Date: Thu, 2 Oct 1997 13:00:20 -0400
Reply-To: HERMANS1 <hermans1@WESTAT.COM>
Sender: "SAS(r) Discussion" <SAS-L@UGA.CC.UGA.EDU>
From: HERMANS1 <hermans1@WESTAT.COM>
Subject: Re: Structured sample
If you want, in effect, the Cartesian product of the domains of categorical
column variables, try the SQL solution:
PROC SQL;
CREATE TABLE <tablename> AS
SELECT t1.c1,t2.c2,<etc>
FROM (SELECT DISTINCT c1 FROM <dataset name>) AS t1,
(SELECT DISTINCT c2 FROM <dataset name>) AS t2,
........<etc>
;
QUIT;
This SQL statement produces all possible states of c1,c2,<etc> in dataset d.
It amounts to a SQL join without a WHERE clause constraint. It should produce a
number of rows equal to the number of elements in the domain of c1 times the
number of elements in the c2 times ..........

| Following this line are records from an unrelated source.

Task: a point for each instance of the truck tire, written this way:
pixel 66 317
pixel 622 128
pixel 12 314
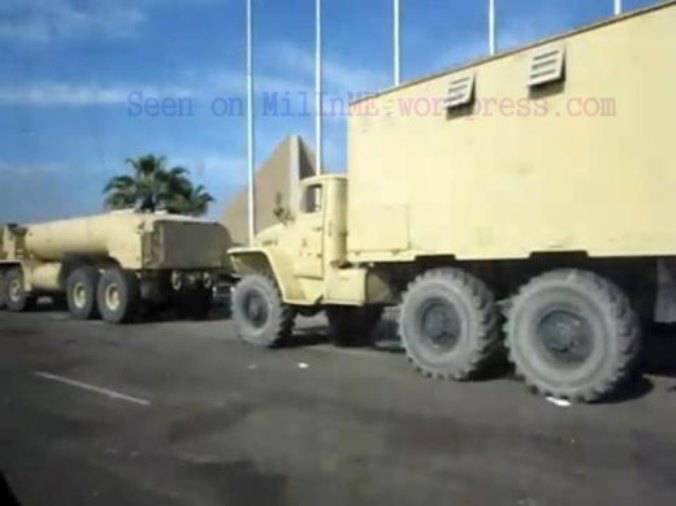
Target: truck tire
pixel 193 303
pixel 352 326
pixel 17 298
pixel 449 324
pixel 3 291
pixel 81 287
pixel 573 334
pixel 118 296
pixel 260 315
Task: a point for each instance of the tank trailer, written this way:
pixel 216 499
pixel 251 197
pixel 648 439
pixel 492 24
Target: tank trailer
pixel 113 265
pixel 523 203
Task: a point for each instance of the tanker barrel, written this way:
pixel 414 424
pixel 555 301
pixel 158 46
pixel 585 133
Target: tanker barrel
pixel 81 236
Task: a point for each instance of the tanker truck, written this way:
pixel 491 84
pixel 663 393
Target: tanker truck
pixel 520 205
pixel 113 265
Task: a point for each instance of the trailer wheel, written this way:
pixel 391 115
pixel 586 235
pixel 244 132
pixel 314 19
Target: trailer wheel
pixel 352 326
pixel 81 287
pixel 573 334
pixel 118 296
pixel 449 324
pixel 17 299
pixel 260 315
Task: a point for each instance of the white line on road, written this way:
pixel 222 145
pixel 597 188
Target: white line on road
pixel 92 388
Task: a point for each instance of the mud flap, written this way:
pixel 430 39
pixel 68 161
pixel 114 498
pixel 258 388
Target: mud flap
pixel 665 305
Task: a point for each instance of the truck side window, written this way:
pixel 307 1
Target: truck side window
pixel 312 199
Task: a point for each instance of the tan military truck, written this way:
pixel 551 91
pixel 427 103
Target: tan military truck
pixel 113 265
pixel 532 192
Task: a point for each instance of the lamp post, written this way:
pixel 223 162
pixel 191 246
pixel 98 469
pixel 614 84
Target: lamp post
pixel 397 42
pixel 250 121
pixel 318 85
pixel 492 43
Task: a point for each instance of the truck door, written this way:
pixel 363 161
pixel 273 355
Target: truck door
pixel 309 262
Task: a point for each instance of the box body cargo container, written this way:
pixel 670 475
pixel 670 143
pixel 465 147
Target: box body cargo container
pixel 582 163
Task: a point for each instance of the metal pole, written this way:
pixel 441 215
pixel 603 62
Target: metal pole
pixel 318 85
pixel 492 44
pixel 397 42
pixel 618 7
pixel 250 121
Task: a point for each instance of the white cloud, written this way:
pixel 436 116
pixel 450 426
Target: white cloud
pixel 45 20
pixel 51 93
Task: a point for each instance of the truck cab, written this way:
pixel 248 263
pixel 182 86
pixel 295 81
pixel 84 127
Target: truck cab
pixel 306 246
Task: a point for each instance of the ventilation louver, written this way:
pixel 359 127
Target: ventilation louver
pixel 546 66
pixel 460 92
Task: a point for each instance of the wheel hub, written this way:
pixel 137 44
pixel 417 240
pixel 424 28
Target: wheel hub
pixel 113 297
pixel 256 310
pixel 567 337
pixel 80 295
pixel 440 324
pixel 14 290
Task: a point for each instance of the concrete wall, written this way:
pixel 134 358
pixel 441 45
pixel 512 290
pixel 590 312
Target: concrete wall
pixel 276 181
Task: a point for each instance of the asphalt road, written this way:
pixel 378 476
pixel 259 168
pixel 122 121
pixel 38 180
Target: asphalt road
pixel 183 413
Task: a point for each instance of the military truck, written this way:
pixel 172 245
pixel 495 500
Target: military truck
pixel 113 265
pixel 532 192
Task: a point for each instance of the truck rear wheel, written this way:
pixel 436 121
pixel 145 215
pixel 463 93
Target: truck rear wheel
pixel 352 326
pixel 118 295
pixel 81 287
pixel 260 315
pixel 573 334
pixel 449 324
pixel 17 299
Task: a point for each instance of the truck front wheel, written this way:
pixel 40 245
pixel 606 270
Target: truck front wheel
pixel 81 287
pixel 573 334
pixel 118 295
pixel 352 326
pixel 449 324
pixel 260 315
pixel 17 299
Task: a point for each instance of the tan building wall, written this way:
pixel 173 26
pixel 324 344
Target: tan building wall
pixel 276 183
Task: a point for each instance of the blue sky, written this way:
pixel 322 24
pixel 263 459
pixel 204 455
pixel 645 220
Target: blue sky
pixel 78 79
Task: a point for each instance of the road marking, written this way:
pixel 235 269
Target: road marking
pixel 562 403
pixel 92 388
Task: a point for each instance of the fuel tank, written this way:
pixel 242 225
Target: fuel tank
pixel 136 240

Alternatively, PROC MEANS (aka SUMMARY) with the NWAY option produces a
frequency of all OBSERVED states of a list of variables named in a CLASS
statement. I believe that you are looking for the Cartesian product instead.
Sig
_________________________ Reply Separator _________________________________
<Subject: Structured sample
<Author: Cal Faircloth <cfairclo@SPRYNET.COM> at Internet-E-Mail
<Date: 10/1/97 10:13 AM
<I have read the messages recently about getting satistical samples. My
<question is one in which I would like to make a data set of each
<possible combination of a series of variables. I am working in a bank
<and for debugging and testing I want a test data set that gives me all
<the possible combinations of note_type, accural_method,
<payment_schedule, etc. I dont care if i get 1 or 10,000 observations,
<only that each combination exists in the original data set.
<Thank you in advance.
|